Vom 27.10.2016 aus der Redaktion des Schleswig-Holsteinischen Zeitungsverlags

Kiel. „Mien Mann, de fohrt to See“: Bei der Premiere der Niederdeutschen Bühne am Freitagabend feiern gleich sechs Ensemblemitglieder ihren Einstand am Wilhelmplatz. Die Neuen – vertraut man jedenfalls der Stimmung bei der Generalprobe – harmonieren gut mit den alten Hasen.

Um den Schauspielernachwuchs muss sich die Niederdeutsche Bühne Kiel zurzeit keine Sorgen machen. Ganz im Gegenteil. Vor vier Wochen feierten bereits Sofie Köhler als schnoddrige vorlaute Punk-Mutter und Jannis Mieck als respektloser Rocker bei „Bliev doch to’n Fröhstück“ einen stark umjubelten Einstand.Und heute Abend sind bei der zweiten Premiere der Saison, beim plattdeutschen Klassiker „Mien Mann, de fohrt to See“, nicht weniger als sechs Neulinge am Wilhelmplatz dabei.

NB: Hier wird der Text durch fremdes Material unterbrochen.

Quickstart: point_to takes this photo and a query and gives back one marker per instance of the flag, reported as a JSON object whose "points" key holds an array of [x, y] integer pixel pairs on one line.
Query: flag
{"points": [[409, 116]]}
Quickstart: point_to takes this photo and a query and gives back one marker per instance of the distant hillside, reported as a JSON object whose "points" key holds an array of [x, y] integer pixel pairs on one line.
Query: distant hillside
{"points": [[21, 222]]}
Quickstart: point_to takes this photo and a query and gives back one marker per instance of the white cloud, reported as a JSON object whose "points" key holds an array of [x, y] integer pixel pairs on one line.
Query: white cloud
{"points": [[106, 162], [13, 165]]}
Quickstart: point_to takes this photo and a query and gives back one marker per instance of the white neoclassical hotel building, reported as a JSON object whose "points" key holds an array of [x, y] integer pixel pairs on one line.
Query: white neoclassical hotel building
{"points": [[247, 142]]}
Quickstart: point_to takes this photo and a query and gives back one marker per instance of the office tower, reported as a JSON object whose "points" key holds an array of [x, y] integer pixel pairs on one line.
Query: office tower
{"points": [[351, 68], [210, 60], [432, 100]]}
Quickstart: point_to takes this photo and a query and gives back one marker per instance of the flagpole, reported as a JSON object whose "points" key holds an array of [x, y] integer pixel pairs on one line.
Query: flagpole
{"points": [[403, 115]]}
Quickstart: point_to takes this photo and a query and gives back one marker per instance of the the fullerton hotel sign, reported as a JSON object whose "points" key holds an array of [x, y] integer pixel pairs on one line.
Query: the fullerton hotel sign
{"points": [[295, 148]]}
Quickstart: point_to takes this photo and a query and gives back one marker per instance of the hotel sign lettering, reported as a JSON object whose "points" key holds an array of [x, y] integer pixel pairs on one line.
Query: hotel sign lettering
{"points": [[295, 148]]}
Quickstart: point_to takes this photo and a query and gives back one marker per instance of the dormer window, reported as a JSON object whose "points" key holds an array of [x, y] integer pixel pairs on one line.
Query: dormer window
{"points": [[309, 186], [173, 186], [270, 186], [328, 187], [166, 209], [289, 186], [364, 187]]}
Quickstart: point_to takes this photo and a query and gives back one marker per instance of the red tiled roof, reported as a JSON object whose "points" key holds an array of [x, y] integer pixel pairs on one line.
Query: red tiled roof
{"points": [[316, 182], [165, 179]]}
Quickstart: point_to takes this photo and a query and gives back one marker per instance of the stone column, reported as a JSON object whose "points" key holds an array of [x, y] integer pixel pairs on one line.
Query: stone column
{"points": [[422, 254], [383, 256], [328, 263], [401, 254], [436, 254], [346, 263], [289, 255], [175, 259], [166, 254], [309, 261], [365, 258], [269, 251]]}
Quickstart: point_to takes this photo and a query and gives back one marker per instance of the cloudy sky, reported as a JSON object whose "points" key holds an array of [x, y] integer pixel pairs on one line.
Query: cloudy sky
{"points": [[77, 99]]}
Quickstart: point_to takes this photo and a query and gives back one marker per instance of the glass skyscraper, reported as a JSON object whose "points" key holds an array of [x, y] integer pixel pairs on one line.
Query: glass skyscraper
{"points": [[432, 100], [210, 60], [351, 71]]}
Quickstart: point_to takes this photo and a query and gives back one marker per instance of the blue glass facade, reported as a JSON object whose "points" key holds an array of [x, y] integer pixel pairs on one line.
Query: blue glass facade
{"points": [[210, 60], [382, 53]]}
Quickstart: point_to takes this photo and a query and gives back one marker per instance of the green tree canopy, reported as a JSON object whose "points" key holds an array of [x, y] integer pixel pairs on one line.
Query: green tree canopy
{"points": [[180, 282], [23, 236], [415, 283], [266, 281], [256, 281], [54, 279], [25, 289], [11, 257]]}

Schon zahlenmäßig trägt damit das plattdeutsche sommerliche Casting theatralische Früchte. „Großes Talent“ bescheinigt Carina Dawert, die stellvertretende Bühnenleiterin, den nicht mehr so ganz jungen „Frischlingen“ und freut sich auch darüber, dass sogar echte plattdeutsche Muttersprachler unter ihnen sind. Einige von ihnen bringen laienhafte Erfahrung von kleinen Bühnen mit, haben in Melsdorf, Gettorf, Lütjenburg oder Plön schon vor Publikum gespielt. Op Platt, auf Hochdeutsch oder in jenem breiten Missingsch, das auch bei „Mien Mann“ in der Hamburger Hafenkneipe gerne gesprochen wird.

Dieses Kauderwelsch kommt auch Erwin Hack leicht über die Lippen. Der 48-Jährige gehört zu den absoluten Theater-Neulingen. Eigentlich wollte er aus reiner Neugierde damals beim Casting „einfach mal hinter die Kulissen schauen“, jetzt hat er eine Rolle im zehnköpfigen Ensemble abbekommen. „Ein bisschen Lampenfieber habe ich schon“, gestand er gestern Abend knapp vor der Generalprobe.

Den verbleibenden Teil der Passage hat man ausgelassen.